Computer Science Colloquia
Thursday, March 28, 2013
Advisors: Mary Lou Soffa & Jack Davidson
Attending Faculty: Kevin Skadron(Chair), Bruce Childers (University of Pittsburgh) and Benton Calhoun (Minor representative)
9:00 AM, Rice Hall, Room 242
PhD Proposal Presentation
Addressing Processor Over-provisioning on Contemporary Multi-core Platforms
Contemporary multi-core machines offer large numbers of cores by integrating multiple chip-multiprocessors (CMPs) into a single platform using non-uniform-memory-architectures (NUMAs). These machines can greatly boost the performance of multi-threaded programs by allowing the simultaneous execution of a massive number of threads. When using these machines, users tend to allocate all cores to one program, assuming that more cores translates to better performance. However, because of various scalability-limiting issues, such as memory bandwidth, many multi-threaded programs achieve best performance with fewer cores. As a result, over-allocating cores, or processor over-provisioning, may result in suboptimal performance, and may also lead to poor system utilization and high power consumption.
The proposed research addresses the processor over-provisioning problem by designing a run-time system that aims at dynamically predicting the optimal core allocation of a multi-threaded program, and automatically execute it with the predicted core allocation to achieve a performance similar to its optimal core allocation. Additionally, this run-time system meets the following requirements: low overhead, no required user-involvement, no required source code, and no required off-line profiling.

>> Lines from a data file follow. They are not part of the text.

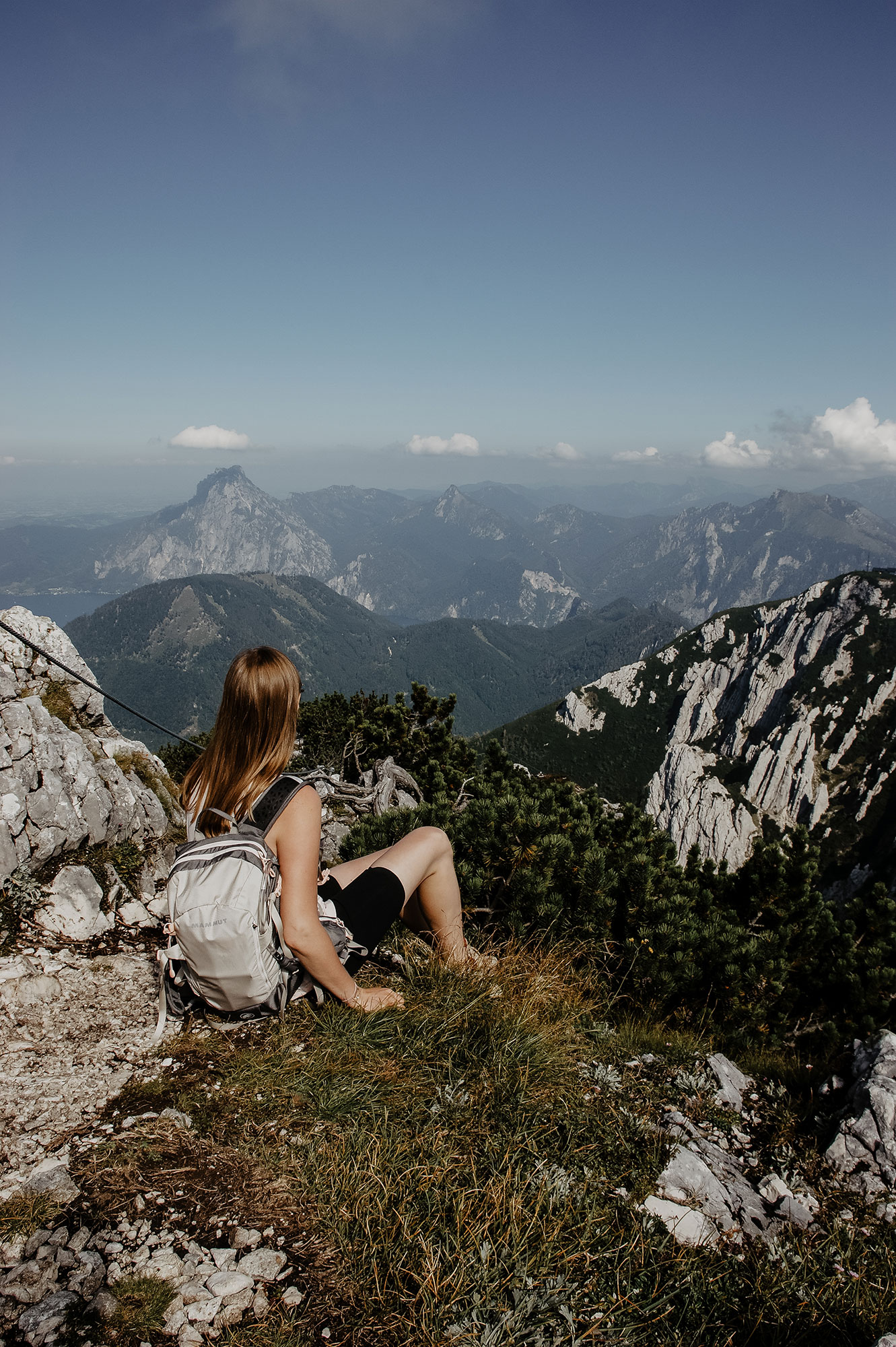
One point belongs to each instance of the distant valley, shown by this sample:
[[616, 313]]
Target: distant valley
[[490, 552], [166, 649]]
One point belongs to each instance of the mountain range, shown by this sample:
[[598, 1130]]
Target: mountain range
[[486, 553], [781, 713], [166, 649]]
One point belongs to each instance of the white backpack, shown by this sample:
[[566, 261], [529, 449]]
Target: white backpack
[[226, 952]]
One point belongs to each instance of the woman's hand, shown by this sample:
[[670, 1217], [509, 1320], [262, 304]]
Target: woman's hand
[[377, 999]]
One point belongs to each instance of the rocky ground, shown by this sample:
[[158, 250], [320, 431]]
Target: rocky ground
[[75, 1027]]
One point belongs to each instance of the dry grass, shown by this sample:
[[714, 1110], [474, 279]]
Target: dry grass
[[26, 1214], [454, 1185]]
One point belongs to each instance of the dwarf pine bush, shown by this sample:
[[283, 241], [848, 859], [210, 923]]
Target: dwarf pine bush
[[761, 953]]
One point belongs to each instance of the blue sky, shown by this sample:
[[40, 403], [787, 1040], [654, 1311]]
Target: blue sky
[[335, 226]]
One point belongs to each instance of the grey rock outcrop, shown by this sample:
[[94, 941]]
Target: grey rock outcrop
[[864, 1150], [704, 1194], [73, 779], [784, 712]]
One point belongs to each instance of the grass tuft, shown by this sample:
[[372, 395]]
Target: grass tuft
[[27, 1213], [140, 1310]]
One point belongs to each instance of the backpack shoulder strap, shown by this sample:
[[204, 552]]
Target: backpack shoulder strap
[[268, 809]]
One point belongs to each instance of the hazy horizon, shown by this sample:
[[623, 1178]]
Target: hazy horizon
[[401, 242]]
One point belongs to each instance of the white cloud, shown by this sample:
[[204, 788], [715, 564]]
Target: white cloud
[[730, 452], [458, 444], [852, 437], [210, 437], [638, 456], [561, 453]]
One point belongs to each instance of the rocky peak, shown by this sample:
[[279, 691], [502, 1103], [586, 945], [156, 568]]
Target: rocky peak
[[230, 526], [785, 712], [222, 478]]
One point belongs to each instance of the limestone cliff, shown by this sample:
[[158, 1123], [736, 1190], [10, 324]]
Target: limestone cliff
[[782, 712], [66, 775]]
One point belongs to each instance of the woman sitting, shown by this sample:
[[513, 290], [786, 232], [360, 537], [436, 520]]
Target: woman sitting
[[415, 880]]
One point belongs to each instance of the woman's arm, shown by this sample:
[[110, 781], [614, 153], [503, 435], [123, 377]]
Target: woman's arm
[[295, 839]]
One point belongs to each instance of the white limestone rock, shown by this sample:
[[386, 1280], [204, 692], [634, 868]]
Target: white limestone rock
[[864, 1148], [62, 785], [687, 1225], [73, 910], [758, 700]]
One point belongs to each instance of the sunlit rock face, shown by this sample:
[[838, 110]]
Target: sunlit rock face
[[66, 775], [784, 712]]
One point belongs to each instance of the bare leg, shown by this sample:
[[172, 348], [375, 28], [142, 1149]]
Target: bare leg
[[424, 863]]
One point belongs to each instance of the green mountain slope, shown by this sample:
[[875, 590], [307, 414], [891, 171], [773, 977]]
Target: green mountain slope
[[166, 649]]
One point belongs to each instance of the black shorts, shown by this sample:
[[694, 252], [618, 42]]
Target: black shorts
[[369, 907]]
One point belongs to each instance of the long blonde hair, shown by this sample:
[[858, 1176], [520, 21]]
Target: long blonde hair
[[252, 742]]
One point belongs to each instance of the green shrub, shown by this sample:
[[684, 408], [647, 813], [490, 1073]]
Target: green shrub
[[759, 953], [349, 735]]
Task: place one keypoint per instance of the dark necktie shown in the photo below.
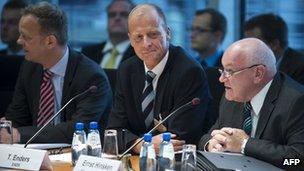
(46, 103)
(247, 124)
(148, 99)
(112, 60)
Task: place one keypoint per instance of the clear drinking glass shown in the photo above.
(6, 132)
(189, 157)
(110, 148)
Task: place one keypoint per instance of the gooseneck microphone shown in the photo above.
(195, 101)
(92, 89)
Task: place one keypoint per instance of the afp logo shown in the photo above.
(291, 162)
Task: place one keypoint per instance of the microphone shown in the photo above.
(195, 101)
(92, 89)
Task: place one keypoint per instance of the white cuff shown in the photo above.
(244, 145)
(206, 145)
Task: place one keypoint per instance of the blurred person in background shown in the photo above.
(10, 16)
(109, 54)
(272, 29)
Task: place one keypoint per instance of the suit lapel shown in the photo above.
(162, 83)
(69, 75)
(268, 106)
(36, 91)
(99, 52)
(138, 83)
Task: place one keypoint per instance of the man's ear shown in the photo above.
(131, 42)
(51, 41)
(168, 33)
(275, 45)
(259, 73)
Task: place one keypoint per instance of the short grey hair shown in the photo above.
(259, 53)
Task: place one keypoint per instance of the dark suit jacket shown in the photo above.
(293, 65)
(280, 129)
(95, 52)
(3, 51)
(181, 81)
(81, 73)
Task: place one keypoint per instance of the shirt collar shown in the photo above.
(159, 68)
(258, 100)
(121, 47)
(60, 67)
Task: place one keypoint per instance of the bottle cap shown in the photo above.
(166, 136)
(93, 125)
(79, 126)
(148, 137)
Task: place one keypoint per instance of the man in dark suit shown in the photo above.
(262, 114)
(207, 33)
(51, 76)
(10, 16)
(273, 30)
(103, 53)
(172, 79)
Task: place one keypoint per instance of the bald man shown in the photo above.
(157, 81)
(262, 114)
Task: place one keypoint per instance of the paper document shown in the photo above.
(44, 146)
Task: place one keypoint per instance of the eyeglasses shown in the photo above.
(199, 30)
(228, 73)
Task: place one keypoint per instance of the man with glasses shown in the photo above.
(155, 82)
(110, 53)
(207, 33)
(262, 114)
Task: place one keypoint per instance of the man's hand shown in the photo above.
(157, 139)
(214, 146)
(227, 139)
(6, 137)
(235, 140)
(16, 136)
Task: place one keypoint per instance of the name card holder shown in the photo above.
(23, 158)
(89, 163)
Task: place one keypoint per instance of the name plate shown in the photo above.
(96, 164)
(23, 158)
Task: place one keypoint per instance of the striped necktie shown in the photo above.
(247, 124)
(112, 60)
(148, 99)
(46, 103)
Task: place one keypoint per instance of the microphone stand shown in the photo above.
(192, 102)
(92, 88)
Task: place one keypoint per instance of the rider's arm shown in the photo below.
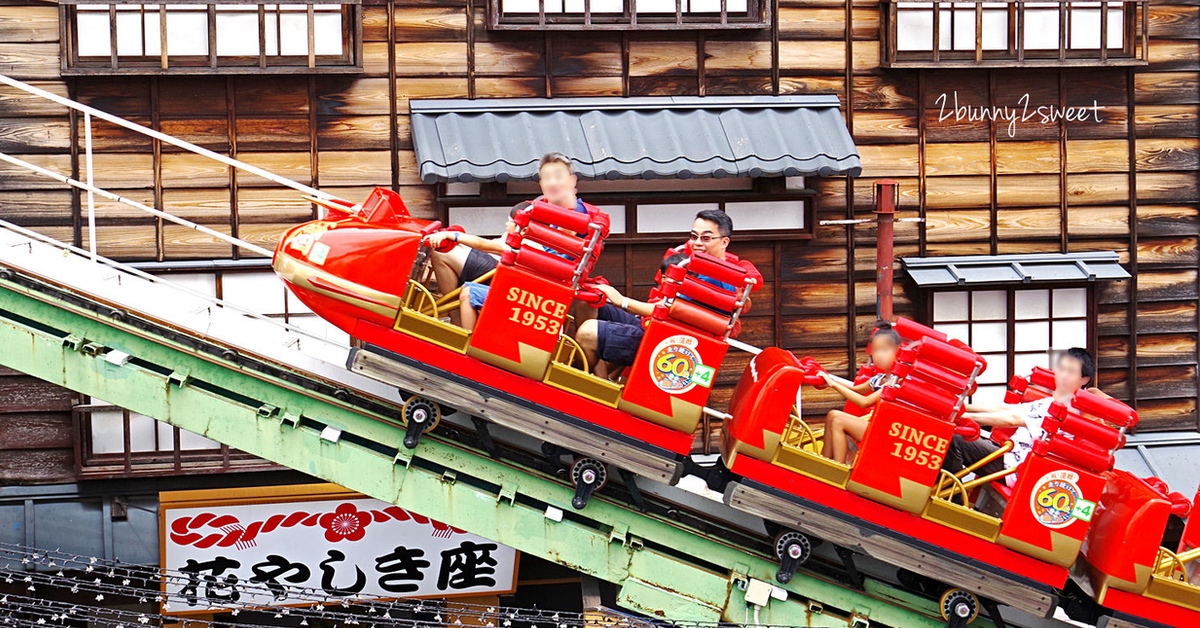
(630, 305)
(855, 396)
(995, 417)
(487, 245)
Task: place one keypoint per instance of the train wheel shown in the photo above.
(792, 549)
(420, 416)
(589, 476)
(959, 608)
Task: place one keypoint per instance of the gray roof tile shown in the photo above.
(633, 138)
(1033, 268)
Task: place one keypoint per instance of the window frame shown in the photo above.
(1011, 320)
(1133, 52)
(169, 459)
(757, 16)
(348, 63)
(762, 190)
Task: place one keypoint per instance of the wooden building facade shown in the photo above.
(1120, 174)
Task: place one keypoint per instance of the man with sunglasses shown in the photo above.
(610, 341)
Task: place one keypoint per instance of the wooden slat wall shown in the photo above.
(36, 431)
(1127, 183)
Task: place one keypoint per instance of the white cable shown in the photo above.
(162, 137)
(154, 279)
(111, 196)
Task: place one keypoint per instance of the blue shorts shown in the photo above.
(618, 335)
(477, 293)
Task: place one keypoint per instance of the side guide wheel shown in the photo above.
(420, 416)
(589, 476)
(792, 549)
(959, 608)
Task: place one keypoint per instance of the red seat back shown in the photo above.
(905, 444)
(685, 341)
(540, 231)
(699, 304)
(935, 376)
(532, 291)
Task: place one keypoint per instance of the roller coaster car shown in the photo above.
(1066, 498)
(364, 270)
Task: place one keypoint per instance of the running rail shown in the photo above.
(261, 387)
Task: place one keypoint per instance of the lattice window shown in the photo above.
(1015, 33)
(1014, 329)
(219, 36)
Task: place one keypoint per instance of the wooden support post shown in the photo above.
(885, 214)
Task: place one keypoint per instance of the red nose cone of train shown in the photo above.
(354, 264)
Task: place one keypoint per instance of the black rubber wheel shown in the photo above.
(959, 605)
(420, 416)
(792, 549)
(589, 476)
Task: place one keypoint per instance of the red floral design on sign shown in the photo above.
(346, 522)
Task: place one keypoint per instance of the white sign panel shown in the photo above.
(232, 556)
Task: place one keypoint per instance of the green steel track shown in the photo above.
(661, 567)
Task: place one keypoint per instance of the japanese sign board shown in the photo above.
(283, 545)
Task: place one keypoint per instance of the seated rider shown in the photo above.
(841, 426)
(1074, 370)
(478, 246)
(463, 263)
(610, 335)
(621, 327)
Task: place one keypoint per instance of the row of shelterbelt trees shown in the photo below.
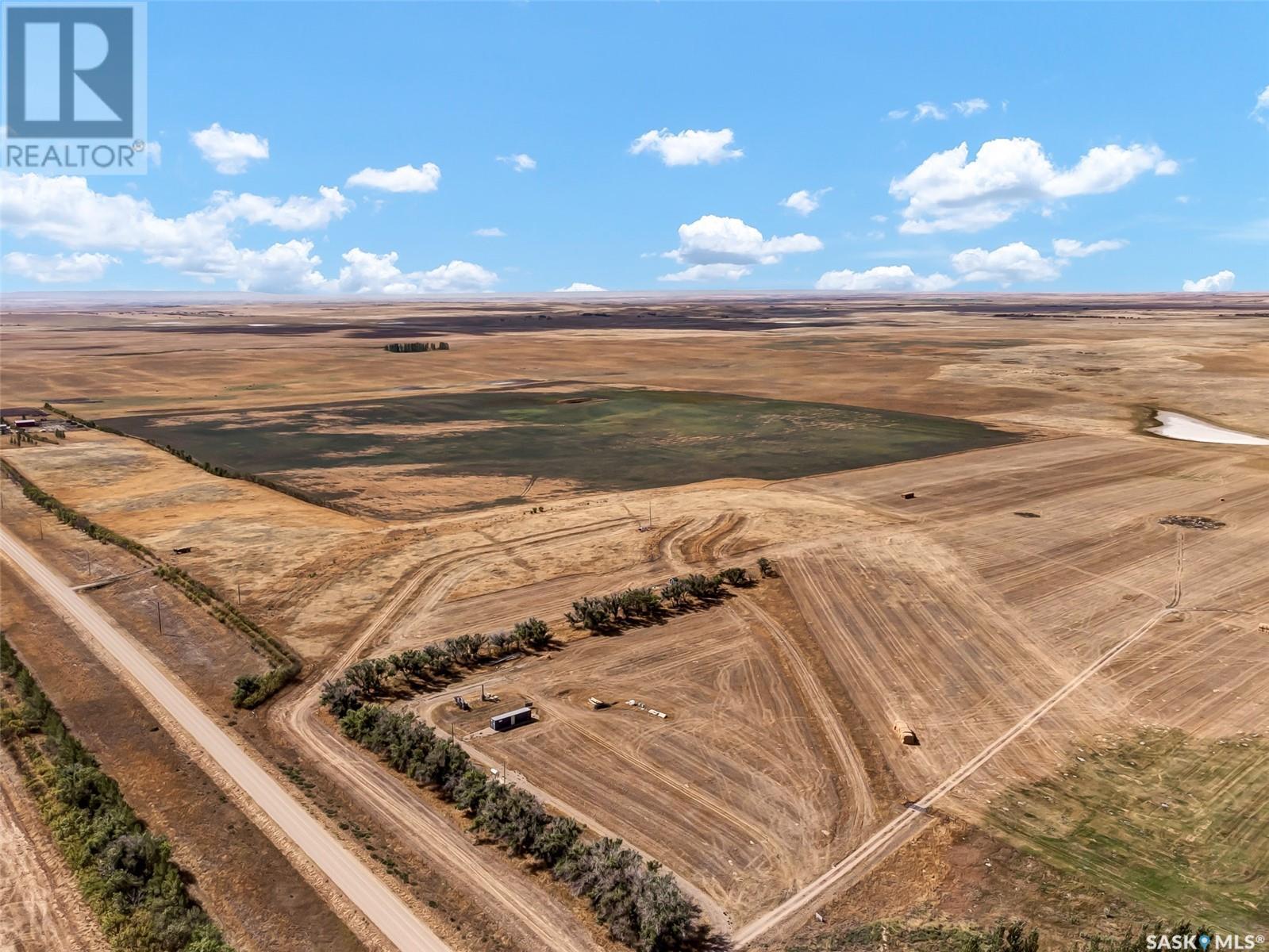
(125, 873)
(373, 678)
(646, 603)
(417, 347)
(249, 689)
(640, 904)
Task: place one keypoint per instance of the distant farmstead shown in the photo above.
(512, 719)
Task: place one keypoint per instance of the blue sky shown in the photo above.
(1129, 133)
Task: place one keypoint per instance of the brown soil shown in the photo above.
(946, 611)
(244, 882)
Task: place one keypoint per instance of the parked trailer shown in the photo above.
(512, 719)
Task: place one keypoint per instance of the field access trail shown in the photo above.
(538, 919)
(363, 889)
(914, 819)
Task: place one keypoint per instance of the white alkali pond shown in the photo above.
(1175, 425)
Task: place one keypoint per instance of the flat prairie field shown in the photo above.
(971, 528)
(575, 440)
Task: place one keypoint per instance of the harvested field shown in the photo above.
(40, 903)
(575, 440)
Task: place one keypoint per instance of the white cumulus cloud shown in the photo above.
(519, 162)
(688, 148)
(1006, 264)
(1260, 111)
(297, 213)
(59, 268)
(713, 239)
(202, 244)
(951, 192)
(805, 201)
(885, 277)
(1221, 281)
(228, 150)
(709, 272)
(968, 107)
(368, 273)
(1070, 248)
(406, 178)
(579, 287)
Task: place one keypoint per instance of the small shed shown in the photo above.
(512, 719)
(906, 734)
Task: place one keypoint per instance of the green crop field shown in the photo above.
(610, 438)
(1173, 823)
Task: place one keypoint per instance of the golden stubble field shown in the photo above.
(948, 611)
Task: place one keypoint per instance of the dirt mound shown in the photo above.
(1190, 522)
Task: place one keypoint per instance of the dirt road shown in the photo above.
(381, 907)
(40, 907)
(898, 831)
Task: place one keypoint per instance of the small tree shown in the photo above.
(367, 676)
(339, 697)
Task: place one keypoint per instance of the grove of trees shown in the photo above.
(417, 347)
(125, 873)
(640, 905)
(371, 678)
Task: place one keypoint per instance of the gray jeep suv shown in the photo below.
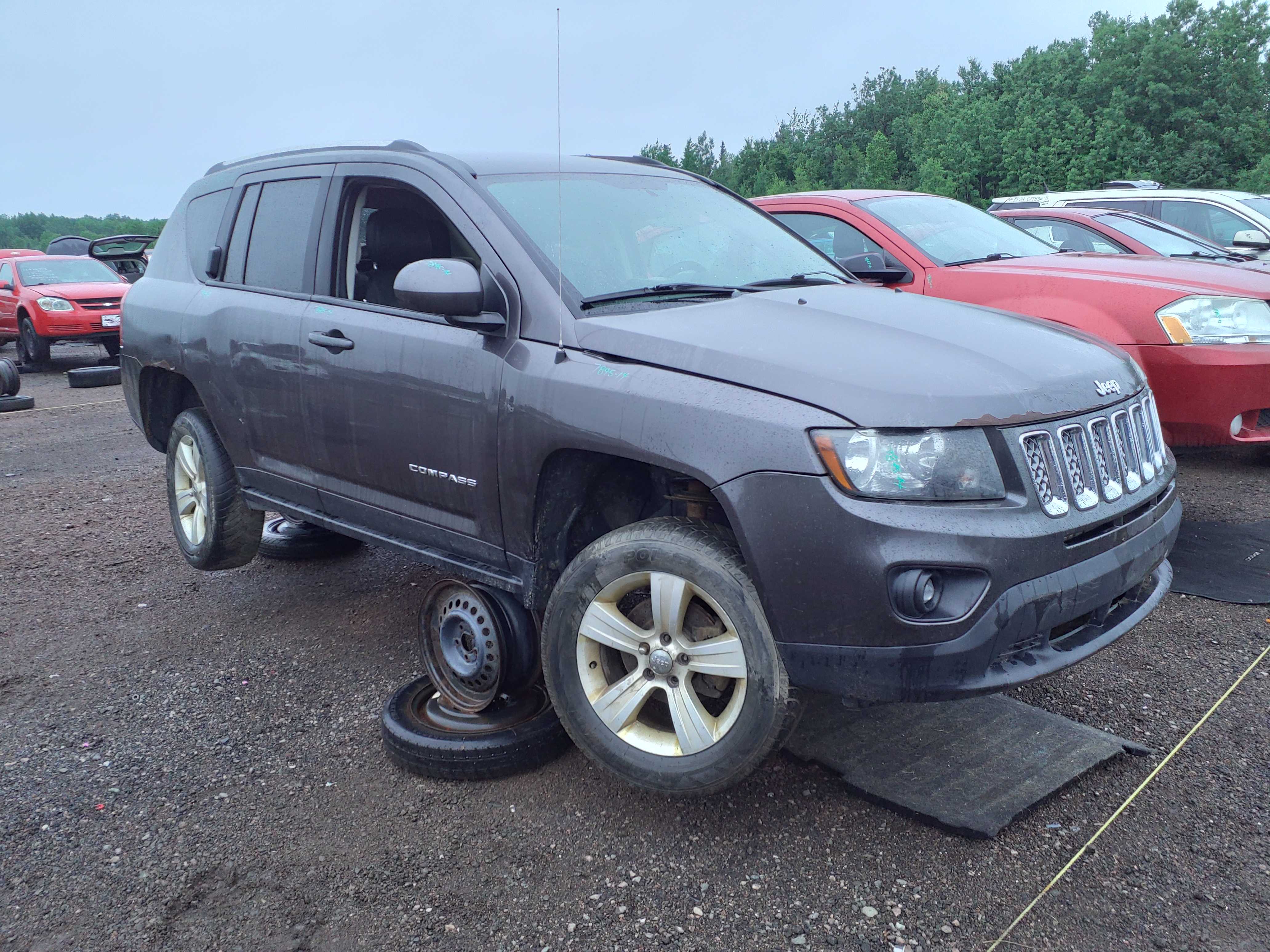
(710, 465)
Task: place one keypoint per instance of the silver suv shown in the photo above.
(1239, 221)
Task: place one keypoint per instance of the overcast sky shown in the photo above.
(117, 107)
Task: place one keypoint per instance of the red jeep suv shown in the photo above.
(45, 299)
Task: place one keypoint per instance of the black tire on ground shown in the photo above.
(11, 381)
(284, 539)
(93, 378)
(16, 403)
(500, 742)
(32, 348)
(732, 734)
(214, 525)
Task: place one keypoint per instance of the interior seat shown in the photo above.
(394, 239)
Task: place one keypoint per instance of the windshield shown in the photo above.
(625, 232)
(1262, 206)
(54, 271)
(1161, 239)
(952, 232)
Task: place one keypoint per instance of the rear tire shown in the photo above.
(500, 742)
(32, 348)
(660, 662)
(11, 381)
(214, 525)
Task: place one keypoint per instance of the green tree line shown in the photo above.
(1183, 98)
(35, 230)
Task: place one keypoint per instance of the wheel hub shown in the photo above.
(661, 662)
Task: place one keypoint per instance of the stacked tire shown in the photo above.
(11, 383)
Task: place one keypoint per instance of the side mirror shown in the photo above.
(450, 287)
(1253, 238)
(872, 266)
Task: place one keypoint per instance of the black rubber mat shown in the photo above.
(1224, 561)
(968, 766)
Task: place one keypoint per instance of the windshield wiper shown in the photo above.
(1206, 254)
(805, 279)
(686, 290)
(994, 257)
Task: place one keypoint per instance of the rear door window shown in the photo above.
(1206, 220)
(282, 233)
(202, 223)
(1068, 235)
(834, 236)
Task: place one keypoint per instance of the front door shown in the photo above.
(8, 301)
(402, 408)
(243, 329)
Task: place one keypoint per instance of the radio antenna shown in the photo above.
(561, 352)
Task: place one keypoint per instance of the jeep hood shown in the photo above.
(874, 356)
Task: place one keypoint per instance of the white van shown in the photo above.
(1239, 221)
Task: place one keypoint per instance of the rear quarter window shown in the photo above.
(204, 217)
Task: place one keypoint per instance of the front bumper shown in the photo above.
(1034, 629)
(1202, 388)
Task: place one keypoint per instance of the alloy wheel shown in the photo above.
(662, 664)
(190, 482)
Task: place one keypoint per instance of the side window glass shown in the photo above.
(237, 257)
(834, 236)
(1208, 221)
(280, 235)
(386, 226)
(202, 223)
(1120, 205)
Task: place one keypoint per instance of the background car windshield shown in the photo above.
(634, 232)
(1161, 240)
(953, 232)
(65, 272)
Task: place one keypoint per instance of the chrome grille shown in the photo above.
(1157, 432)
(1080, 466)
(1108, 460)
(1138, 421)
(1047, 478)
(1128, 451)
(1100, 459)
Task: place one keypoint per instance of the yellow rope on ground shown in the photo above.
(60, 407)
(1126, 804)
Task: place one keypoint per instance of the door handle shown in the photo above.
(333, 341)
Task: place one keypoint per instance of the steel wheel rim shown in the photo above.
(621, 700)
(190, 484)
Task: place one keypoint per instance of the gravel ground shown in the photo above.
(192, 762)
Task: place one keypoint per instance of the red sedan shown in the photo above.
(1201, 333)
(1108, 232)
(45, 299)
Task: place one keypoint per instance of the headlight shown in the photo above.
(1216, 320)
(916, 465)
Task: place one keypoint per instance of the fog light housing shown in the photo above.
(935, 593)
(917, 592)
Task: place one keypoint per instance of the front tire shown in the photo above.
(214, 525)
(32, 348)
(660, 662)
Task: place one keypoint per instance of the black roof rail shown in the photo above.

The proposed research consists of four parts. First, we will develop a model that predicts the optimal core allocation when scalability is limited by local memory bandwidth. This model will provide accurate predictions by precisely modeling the contention in DRAMs. Second, we will develop a model that predicts the optimal core allocation when scalability is limited by inter-node memory bandwidth. This model will provide accurate predictions by precisely modeling the contention among all inter-node and local memory accesses. Third, we will develop a dynamic reconfiguration solution that can efficiently adapt a multi-threaded program to any core allocation during execution. This solution will achieve high efficiency by providing mechanisms that allow online work repartitioning, low overhead synchronizations and context switches. And last, we will develop a run-time system that efficiently integrates the previous three components to predict the optimal core allocations for multi-threaded programs, and efficiently adapt the execution to predicted core allocations.
The success of this research will improve the performance of multi-threaded programs by automatically adjusting their core allocations to perform close to their optimal core allocations. The local and inter-node memory bandwidth models can also help identify and reduce memory contention. In addition, the dynamic reconfiguration solution may be used to perform online program adaption for other optimization purposes.